Traitement : Que l'épisode soit schizophrénique ou schizophréniforme, les recommandations sont les mêmes que précédemment (même durée).



Diagnostic WKL
                                                                        Debut

Il est rare qu'une observation dédiée à des classifications internationales contiennent suffisamment d'information pour assurer un diagnostic, on peut le supposer la plupart du temps sans l'affirmer. Nous en avons encore un exemple ici.
La désorientation, l'incohérence et l'évolution par phases nous offrent 2 possiblités : une psychose cycloïde de type confusionnelle ou une cataphasie.
Nous ne disposons pas d'un descriptif suffisant de l'incohérence pour trancher définitivement.
On peut néanmoins supposer devant l'installation aiguë, précédée de trouble du sommeil, de symptômes psychotiques s'accompagnant de fluctuations brutales et extrêmes de la thymie, et enfin l'absence de symptôme négatif malgré 4 épisodes qu'il s'agit d'une psychose confusionnelle. Une fluctuation rapide entre les pôles excité et inhibé est classique, ce que semble montrer cette observation. Il est fréquent d'observer des éléments cliniques d'autres psychoses cycloïdes : ici l'angoisse et l'extase de la psychose d'anxiété-félicité.
Par parenthèse, le descriptif de difficultés psychologiques dans l'enfance est classique, et il ne serait pas surprenant d'observer un petit niveau au QI. Enfin la survenue au décours d'un stress surtout s'il s'est accompagné d'un manque de sommeil est un grand classique.
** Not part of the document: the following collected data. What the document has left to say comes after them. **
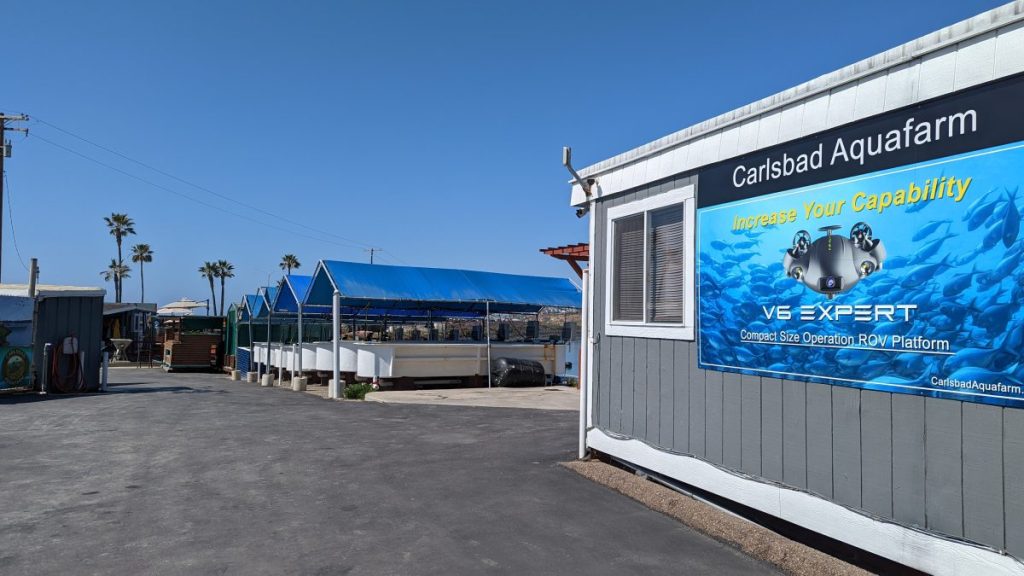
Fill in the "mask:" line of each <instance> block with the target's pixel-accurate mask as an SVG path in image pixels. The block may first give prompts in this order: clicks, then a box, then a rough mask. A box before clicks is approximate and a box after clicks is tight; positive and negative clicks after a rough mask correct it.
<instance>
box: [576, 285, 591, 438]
mask: <svg viewBox="0 0 1024 576" xmlns="http://www.w3.org/2000/svg"><path fill="white" fill-rule="evenodd" d="M589 277H590V269H588V270H585V271H583V307H582V310H581V314H580V369H579V372H580V377H579V378H578V379H577V381H578V382H580V450H579V453H578V456H579V457H580V458H585V457H587V410H588V409H589V408H590V407H589V406H588V405H587V393H588V387H589V386H590V382H589V381H587V376H588V374H587V366H588V362H589V360H590V358H589V349H588V348H589V347H590V346H589V345H588V342H587V334H588V333H589V327H590V322H589V315H590V299H589V298H590V282H589V281H590V278H589Z"/></svg>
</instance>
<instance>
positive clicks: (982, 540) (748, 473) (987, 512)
mask: <svg viewBox="0 0 1024 576" xmlns="http://www.w3.org/2000/svg"><path fill="white" fill-rule="evenodd" d="M690 183H696V178H695V177H682V178H677V179H675V180H674V181H670V182H667V183H662V184H658V186H655V187H649V188H646V189H641V190H638V191H634V192H628V193H625V194H621V195H617V196H615V197H612V198H609V199H608V200H605V201H602V202H598V204H597V206H596V207H595V209H594V211H593V212H592V214H591V217H593V218H595V224H596V225H595V239H594V246H591V258H592V264H591V265H592V270H593V274H594V299H593V304H594V305H593V314H594V330H595V334H596V338H597V343H596V345H595V356H594V367H595V374H594V381H593V385H594V386H595V390H594V392H595V394H594V403H595V406H594V407H593V410H594V412H593V417H594V425H595V426H596V427H598V428H600V429H603V430H606V431H609V433H614V434H616V435H623V436H627V437H630V438H635V439H638V440H641V441H643V442H645V443H647V444H649V445H651V446H653V447H656V448H658V449H662V450H666V451H670V452H675V453H679V454H686V455H690V456H693V457H696V458H700V459H703V460H707V461H709V462H712V463H715V464H718V465H722V466H725V467H727V468H731V469H733V470H735V471H738V472H743V474H748V475H753V476H757V477H761V478H764V479H766V480H770V481H773V482H779V483H782V484H784V485H786V486H790V487H793V488H795V489H800V490H807V491H810V492H813V493H815V494H818V495H820V496H822V497H824V498H827V499H829V500H833V501H835V502H838V503H840V504H843V505H846V506H849V507H851V508H856V509H859V510H862V511H864V512H866V513H869V515H871V516H874V517H879V518H883V519H888V520H892V521H895V522H898V523H901V524H904V525H907V526H915V527H920V528H925V529H928V530H931V531H934V532H938V533H942V534H946V535H949V536H955V537H959V538H966V539H969V540H972V541H975V542H979V543H981V544H985V545H989V546H992V547H995V548H999V549H1005V550H1008V551H1009V552H1010V553H1013V554H1015V556H1024V411H1021V410H1018V409H1012V408H1001V407H993V406H985V405H979V404H971V403H963V402H957V401H952V400H943V399H934V398H924V397H918V396H908V395H893V394H889V393H884V392H877V390H861V389H857V388H850V387H844V386H831V385H827V384H817V383H809V382H801V381H793V380H777V379H773V378H761V377H758V376H749V375H740V374H733V373H726V372H713V371H703V370H699V369H697V368H696V362H697V348H696V345H695V343H694V342H690V341H681V340H663V339H648V338H633V337H623V336H607V335H604V333H603V329H604V305H605V299H606V297H607V294H606V293H605V292H606V287H605V276H604V275H605V272H606V270H605V268H606V266H605V258H606V254H605V246H606V233H607V231H606V221H605V218H606V210H607V208H608V207H611V206H616V205H621V204H625V203H629V202H633V201H636V200H641V199H643V198H647V197H649V196H653V195H656V194H660V193H664V192H668V191H670V190H673V189H676V188H679V187H683V186H687V184H690ZM697 194H699V188H698V190H697ZM698 329H699V327H698Z"/></svg>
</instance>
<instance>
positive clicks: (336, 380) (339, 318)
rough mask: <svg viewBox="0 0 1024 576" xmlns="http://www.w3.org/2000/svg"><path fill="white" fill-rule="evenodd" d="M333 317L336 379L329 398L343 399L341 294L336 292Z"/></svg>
mask: <svg viewBox="0 0 1024 576" xmlns="http://www.w3.org/2000/svg"><path fill="white" fill-rule="evenodd" d="M331 316H332V317H333V320H334V322H333V323H332V324H333V326H334V334H333V335H334V339H333V343H334V345H333V346H332V347H333V348H334V361H333V364H334V379H332V380H331V388H330V389H329V390H328V397H329V398H333V399H339V398H341V292H339V291H337V290H335V291H334V299H333V301H332V302H331Z"/></svg>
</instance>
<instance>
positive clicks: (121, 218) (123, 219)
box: [103, 212, 135, 302]
mask: <svg viewBox="0 0 1024 576" xmlns="http://www.w3.org/2000/svg"><path fill="white" fill-rule="evenodd" d="M103 221H105V222H106V228H108V230H110V233H111V236H113V237H114V240H116V241H117V243H118V259H117V263H118V265H124V263H125V259H124V257H122V255H121V241H122V240H123V239H124V237H126V236H129V235H132V234H135V220H132V219H131V218H129V217H128V214H119V213H117V212H114V213H112V214H111V215H110V216H103ZM124 278H125V277H121V276H118V277H115V278H114V294H115V298H114V301H116V302H120V301H121V294H122V289H121V288H122V283H121V281H122V280H123V279H124Z"/></svg>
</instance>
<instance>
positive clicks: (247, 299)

A noter que les examens complémentaires pourraient retrouver :

Le pronostic est dans tous les cas bénin dans le sens qu'il n'y aura pas d'accumulation de symptômes entre les épisodes. La gêne est donc directement liée au nombre de récidives.

Le traitement :
De l'épisode
Il peut se limiter à une benzodiazépine, parfois suffisante, avant de passer au neuroleptique et dans ce cas un atypique doit être la règle. A noter aussi l'efficacité très rapide de l'ECT, mais qui a besoin d'être doublé d'un traitement médicamenteux en raison des fréquentes rechutes à l'arrêt des séances.

Prévention de la récidive
L'instauration d'un traitement d'entretien doit être discuter ici avec la patiente : les épisodes restant somme toute assez rares, c'est leur impact et le niveau de gêne qui doivent guider la mise en place d'un tel traitement. Les neuroleptiques n'ont pas été démontrés efficaces, seul le lithium a pour lui une étude observationnelle pour asseoir son efficacité. Si le neuroleptique doit être arrêter après avoir été prescrit plus d'1 an, il faut le faire très lentement sur 1 à 2 ans en raison de la grande fréquence des psychoses d'hypersensibilité aux neuroleptiques sur ce terrain (souvent prises pour une rechute). L'aripoprazol pourrait avoir ici une indication toute trouvée, en faisant attention à des recrudescences anxieuses et des insomnies lors du changement.
Mais étant donné le niveau de gêne, une psycho-éducation apprenant à la patiente à reconnaître et éviter les facteurs déclenchants pourrait être suffisante. Pour être efficace, elle être répétée et s'inscrire dans un suivi.